Much of this was bad luck, plain and simple. At other times, poor decisions stunted progress. But we need not get into that here. The WST, for all its footballing mistakes, hands the club over financially sound and structurally stable. That ought to count for something when we look back at its divisive legacy. Besides, all this in-fighting and antagonism has threatened to obscure the simple fact that we are all of us Wrexham fans. This passion, whether for good or bad, was always a consequence of our fanaticism.

And so, remarkably, as our progress on the pitch has declined, our numbers off it have expanded. If Ryan and Rob want evidence of the potential of this club, then I can provide no greater evidence. But as we all know too well, fanbase counts for little in the day-to-day scramble for success. Reel off a list of clubs who’ve had it worse than us in the last decade: the list will be a short one, I have no doubt.

This is the context that precedes the takeover. Given the relentlessness of our disappointment, who can blame us for our perennial pessimism? Even when the first press release dropped in September, I was sceptical: ‘An approach to invest in Wrexham AFC Limited has been received by two extremely well-known individuals of high net worth’. I was driving back to university when I read this, and my mum patiently listened for an hour as I threw potential names at her. Who was I expecting? I don’t know, but several weeks later our probing questions were answered (well, some of them). Ryan Reynolds and Rob McElhenney. I was stunned into silence. Being intimately involved only heightened the sense of unreality as the world sat up and turned its gaze to North Wales. Even now, reading their names seems almost inexplicable, too perfect; images of Ryan Reynolds and Steve Cleeve flash side by side in my mind. The future and the past, what is and what could have been. Is there a greater contrast as to the shift in our fortunes?

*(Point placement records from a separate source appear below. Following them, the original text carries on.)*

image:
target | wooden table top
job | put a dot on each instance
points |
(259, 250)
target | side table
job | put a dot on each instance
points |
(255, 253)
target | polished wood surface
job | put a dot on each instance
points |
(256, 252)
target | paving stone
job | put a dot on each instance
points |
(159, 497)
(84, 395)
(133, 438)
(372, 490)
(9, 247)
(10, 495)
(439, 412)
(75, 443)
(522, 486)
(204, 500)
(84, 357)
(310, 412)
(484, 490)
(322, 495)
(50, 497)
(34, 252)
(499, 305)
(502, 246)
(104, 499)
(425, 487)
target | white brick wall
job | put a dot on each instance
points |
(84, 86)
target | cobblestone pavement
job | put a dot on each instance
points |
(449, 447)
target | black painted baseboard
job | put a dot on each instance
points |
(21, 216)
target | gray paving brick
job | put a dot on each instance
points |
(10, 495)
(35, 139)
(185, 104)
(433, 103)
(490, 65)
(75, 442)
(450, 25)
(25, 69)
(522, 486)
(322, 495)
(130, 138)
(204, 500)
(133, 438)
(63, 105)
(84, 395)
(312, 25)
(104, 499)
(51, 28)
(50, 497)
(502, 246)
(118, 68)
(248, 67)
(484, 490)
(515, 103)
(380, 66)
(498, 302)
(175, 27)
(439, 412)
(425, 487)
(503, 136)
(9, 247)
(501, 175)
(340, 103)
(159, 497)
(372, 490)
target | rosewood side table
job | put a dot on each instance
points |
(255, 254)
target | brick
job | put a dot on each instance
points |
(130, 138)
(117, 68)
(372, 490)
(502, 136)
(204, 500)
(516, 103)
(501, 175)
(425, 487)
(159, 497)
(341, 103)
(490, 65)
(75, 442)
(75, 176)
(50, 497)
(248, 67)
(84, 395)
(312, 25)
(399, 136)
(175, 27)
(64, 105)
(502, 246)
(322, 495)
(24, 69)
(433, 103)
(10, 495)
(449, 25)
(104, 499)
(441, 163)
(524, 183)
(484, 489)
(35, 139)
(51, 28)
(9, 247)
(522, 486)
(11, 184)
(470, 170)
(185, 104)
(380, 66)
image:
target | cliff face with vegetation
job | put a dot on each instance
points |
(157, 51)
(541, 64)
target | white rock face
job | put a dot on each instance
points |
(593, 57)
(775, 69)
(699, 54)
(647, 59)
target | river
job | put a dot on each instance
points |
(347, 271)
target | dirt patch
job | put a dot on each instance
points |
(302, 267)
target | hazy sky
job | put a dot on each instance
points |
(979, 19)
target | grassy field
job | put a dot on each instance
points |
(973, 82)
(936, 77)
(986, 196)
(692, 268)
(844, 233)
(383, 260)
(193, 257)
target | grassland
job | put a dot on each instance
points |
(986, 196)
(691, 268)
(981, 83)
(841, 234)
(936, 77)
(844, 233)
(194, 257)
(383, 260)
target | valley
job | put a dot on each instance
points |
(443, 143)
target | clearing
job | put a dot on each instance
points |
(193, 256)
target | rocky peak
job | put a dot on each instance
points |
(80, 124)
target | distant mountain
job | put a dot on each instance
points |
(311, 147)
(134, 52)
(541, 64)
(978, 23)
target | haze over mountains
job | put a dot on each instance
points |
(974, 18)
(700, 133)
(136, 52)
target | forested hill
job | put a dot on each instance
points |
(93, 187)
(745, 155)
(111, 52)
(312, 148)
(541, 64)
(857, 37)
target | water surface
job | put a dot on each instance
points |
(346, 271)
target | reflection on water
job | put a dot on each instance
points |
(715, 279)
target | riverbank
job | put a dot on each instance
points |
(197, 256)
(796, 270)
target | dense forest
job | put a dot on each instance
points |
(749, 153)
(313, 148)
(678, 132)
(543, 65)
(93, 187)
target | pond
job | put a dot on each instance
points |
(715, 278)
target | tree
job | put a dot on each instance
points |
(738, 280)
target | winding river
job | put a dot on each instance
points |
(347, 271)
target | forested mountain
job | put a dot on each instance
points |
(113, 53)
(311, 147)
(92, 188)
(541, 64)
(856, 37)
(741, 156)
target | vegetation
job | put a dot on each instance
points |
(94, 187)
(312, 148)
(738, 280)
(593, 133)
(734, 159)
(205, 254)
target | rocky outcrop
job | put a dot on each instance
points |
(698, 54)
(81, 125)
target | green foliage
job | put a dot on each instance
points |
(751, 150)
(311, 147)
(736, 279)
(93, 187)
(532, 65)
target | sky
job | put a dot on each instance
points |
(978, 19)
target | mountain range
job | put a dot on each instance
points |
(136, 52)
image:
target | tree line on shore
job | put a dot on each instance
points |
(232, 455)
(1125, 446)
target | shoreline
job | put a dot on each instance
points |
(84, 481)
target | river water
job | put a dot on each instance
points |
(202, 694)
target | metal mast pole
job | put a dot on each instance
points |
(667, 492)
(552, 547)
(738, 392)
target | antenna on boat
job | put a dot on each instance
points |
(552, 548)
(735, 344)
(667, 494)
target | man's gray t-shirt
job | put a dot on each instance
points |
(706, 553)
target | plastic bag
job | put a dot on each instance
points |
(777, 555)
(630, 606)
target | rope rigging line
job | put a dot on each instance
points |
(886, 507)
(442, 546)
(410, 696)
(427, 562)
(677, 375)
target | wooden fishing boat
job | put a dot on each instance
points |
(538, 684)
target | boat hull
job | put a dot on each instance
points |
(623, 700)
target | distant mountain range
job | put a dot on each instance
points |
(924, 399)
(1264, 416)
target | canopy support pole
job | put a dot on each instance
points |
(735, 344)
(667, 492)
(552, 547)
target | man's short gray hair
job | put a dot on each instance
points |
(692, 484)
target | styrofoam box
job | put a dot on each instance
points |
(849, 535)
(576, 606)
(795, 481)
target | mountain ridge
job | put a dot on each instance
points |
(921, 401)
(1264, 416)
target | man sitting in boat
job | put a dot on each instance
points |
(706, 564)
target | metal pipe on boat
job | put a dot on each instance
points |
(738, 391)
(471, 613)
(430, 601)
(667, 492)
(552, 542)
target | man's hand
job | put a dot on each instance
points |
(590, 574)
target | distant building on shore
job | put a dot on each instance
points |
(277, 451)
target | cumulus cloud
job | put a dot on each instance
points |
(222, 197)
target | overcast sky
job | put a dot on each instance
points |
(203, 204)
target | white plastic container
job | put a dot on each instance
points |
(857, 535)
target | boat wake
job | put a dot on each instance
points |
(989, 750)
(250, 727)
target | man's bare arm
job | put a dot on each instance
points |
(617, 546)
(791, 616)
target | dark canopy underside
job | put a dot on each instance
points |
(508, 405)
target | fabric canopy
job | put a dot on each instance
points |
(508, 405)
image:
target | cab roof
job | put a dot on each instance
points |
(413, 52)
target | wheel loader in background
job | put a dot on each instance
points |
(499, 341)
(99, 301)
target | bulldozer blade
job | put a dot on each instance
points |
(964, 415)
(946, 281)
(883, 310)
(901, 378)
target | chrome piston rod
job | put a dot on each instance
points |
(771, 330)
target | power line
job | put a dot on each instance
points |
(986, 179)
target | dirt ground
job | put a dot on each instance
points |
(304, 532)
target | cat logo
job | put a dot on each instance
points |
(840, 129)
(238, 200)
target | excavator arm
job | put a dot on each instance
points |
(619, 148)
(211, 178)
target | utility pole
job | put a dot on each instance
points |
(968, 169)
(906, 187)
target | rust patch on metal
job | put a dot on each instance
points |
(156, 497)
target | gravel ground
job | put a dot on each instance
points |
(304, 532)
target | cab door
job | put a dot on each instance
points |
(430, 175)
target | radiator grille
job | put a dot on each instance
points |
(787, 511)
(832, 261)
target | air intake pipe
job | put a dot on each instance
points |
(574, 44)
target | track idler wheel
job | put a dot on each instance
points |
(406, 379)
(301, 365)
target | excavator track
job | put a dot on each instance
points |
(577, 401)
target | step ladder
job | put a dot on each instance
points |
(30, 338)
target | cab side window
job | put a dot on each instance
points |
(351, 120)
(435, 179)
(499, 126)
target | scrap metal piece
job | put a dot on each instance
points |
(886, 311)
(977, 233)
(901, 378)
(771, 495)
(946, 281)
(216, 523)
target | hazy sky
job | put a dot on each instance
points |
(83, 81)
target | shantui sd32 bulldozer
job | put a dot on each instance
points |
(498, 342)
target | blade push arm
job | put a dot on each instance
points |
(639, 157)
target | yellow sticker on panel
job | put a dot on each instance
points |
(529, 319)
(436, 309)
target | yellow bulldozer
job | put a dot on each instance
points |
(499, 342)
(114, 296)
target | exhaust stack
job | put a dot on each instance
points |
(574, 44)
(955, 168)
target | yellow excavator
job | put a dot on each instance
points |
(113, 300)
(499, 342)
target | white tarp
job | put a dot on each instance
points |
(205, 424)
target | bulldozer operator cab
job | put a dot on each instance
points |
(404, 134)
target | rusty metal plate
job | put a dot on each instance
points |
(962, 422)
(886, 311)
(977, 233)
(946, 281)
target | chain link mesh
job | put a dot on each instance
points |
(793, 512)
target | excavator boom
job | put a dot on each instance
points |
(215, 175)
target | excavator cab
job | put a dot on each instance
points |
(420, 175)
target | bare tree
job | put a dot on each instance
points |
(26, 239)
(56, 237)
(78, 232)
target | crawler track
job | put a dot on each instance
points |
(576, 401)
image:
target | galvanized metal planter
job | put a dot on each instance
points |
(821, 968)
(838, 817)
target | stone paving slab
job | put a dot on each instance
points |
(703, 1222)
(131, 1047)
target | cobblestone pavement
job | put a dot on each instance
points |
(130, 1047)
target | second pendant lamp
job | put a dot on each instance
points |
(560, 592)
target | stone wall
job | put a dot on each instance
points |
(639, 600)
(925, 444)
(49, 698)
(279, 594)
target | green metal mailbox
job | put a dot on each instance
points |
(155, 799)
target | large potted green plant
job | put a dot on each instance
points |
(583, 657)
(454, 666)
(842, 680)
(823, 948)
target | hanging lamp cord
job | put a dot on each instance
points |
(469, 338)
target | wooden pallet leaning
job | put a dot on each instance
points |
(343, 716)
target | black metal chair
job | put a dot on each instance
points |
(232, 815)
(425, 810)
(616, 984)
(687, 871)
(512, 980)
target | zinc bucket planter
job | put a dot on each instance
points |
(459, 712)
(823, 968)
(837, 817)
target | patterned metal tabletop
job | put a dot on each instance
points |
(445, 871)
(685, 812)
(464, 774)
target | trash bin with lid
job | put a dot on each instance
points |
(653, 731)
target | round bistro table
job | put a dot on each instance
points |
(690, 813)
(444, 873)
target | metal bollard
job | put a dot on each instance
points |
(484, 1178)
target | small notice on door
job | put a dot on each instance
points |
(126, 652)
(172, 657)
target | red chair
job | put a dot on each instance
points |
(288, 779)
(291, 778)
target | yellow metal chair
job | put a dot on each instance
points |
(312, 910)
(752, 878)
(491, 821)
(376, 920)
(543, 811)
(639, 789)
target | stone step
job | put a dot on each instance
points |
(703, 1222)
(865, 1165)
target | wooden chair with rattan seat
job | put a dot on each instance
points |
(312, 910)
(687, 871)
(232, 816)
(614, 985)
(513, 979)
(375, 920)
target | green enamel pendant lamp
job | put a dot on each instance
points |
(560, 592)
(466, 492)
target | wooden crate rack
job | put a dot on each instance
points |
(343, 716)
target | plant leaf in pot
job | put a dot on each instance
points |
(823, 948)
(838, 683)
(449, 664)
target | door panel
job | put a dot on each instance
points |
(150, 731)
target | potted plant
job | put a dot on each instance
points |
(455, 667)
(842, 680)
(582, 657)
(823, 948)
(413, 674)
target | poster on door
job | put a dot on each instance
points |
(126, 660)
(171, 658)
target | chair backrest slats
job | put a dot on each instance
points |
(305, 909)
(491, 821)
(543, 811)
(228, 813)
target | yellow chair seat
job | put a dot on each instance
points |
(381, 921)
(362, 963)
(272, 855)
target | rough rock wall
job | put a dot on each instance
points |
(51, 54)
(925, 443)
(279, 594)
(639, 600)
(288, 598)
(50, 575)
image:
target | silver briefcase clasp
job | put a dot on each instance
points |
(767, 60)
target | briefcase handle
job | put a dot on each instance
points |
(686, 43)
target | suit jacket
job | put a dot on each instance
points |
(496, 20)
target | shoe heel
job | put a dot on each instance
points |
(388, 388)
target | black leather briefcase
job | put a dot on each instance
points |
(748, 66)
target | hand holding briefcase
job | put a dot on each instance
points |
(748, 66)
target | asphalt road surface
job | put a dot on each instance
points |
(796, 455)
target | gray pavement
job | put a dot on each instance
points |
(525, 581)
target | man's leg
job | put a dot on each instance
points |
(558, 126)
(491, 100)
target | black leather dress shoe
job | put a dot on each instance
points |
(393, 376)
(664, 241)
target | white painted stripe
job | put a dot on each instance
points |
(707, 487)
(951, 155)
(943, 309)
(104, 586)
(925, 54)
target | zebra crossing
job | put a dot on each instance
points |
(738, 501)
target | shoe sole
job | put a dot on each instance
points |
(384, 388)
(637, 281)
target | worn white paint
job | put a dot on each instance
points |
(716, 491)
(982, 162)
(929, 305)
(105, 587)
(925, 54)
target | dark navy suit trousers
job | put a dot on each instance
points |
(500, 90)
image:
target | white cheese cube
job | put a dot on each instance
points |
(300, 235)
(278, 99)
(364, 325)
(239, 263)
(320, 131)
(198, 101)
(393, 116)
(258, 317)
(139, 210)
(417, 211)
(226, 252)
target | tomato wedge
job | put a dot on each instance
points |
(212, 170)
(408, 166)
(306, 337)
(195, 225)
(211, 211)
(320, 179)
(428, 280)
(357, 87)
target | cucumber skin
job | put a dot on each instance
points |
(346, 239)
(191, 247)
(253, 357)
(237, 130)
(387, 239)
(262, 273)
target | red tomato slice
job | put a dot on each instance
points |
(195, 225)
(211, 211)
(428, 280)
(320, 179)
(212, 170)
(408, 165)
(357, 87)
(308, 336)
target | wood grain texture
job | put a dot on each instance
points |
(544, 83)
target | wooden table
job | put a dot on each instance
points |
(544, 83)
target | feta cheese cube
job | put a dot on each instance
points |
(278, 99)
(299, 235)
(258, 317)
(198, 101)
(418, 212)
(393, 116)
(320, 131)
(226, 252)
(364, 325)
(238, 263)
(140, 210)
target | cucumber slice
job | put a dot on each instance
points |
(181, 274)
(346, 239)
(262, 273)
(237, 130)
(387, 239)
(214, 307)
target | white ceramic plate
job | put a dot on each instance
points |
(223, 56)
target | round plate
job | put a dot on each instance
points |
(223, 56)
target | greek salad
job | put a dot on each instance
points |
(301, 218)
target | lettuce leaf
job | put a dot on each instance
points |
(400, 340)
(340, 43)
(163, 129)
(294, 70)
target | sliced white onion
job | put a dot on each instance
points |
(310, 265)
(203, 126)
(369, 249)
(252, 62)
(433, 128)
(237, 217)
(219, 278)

And this, I think, explains the particular anxiety that has racked us all for the past several months. An expectation that something will go wrong, because it always goes wrong: it will turn out to be a hoax, or the FCA will reject the contract, or Dean Keates will bore R&R so completely that they change their minds. But no 90th minute sucker-punch this time.

So we come to this moment, ecstatic and joyful and . . . relieved. Our new chairmen are official. In some sense, the result of this season is immaterial: it will do little to temper the explosion of optimism that has washed over us. Not even the pandemic will dull that. If anything, all this has increased our anticipation. The leather of our sofa is no replacement for the Mold Road; the warm, lulling ambience of our living rooms no replacement for the bite of wind on our necks. All of this is what makes football real. We can scream and curse all we like, but our television screen remains impervious to our protests. And so we are left in relative silence, watching a shell of the game we love.

But we can dream of our return. It’ll be a celebration in two parts: a celebration of normality and of unfamiliarity; of our old, old home and its new stewards. The Racecourse will be packed to the rafters (of that I’m quite sure) to greet the players, and to embrace friends and to indulge ourselves in that ever elusive feeling: hope. United as one, we can look to our chairmen with all the thanks in the world, and feel proud to call ourselves Wrexham fans. Who knows when, but it’ll come. Just the thought is a tonic like no other.

The despair of Newport, or of Fleetwood, feels a lifetime away. Even the relegation fears of last season seem inconsequential. Maybe with the benefit of hindsight, it’ll be easy to dismiss the lows of the past ten years as an exaggeration. But my desolation after Fleetwood or Newport was quite real; if I could head back in time I would reassure my 15-year old self that we are not cursed. Even then, maybe I would have thrown it back. But what I didn’t know then, I know now. Our slump is over, and a new chapter has begun. Two men have answered our prayers. They’re not God, but they might as well be within our tiny footballing family. To the neutral, this is all a passing joke; to us, it’s everything. And I have a feeling it’s going to be glorious.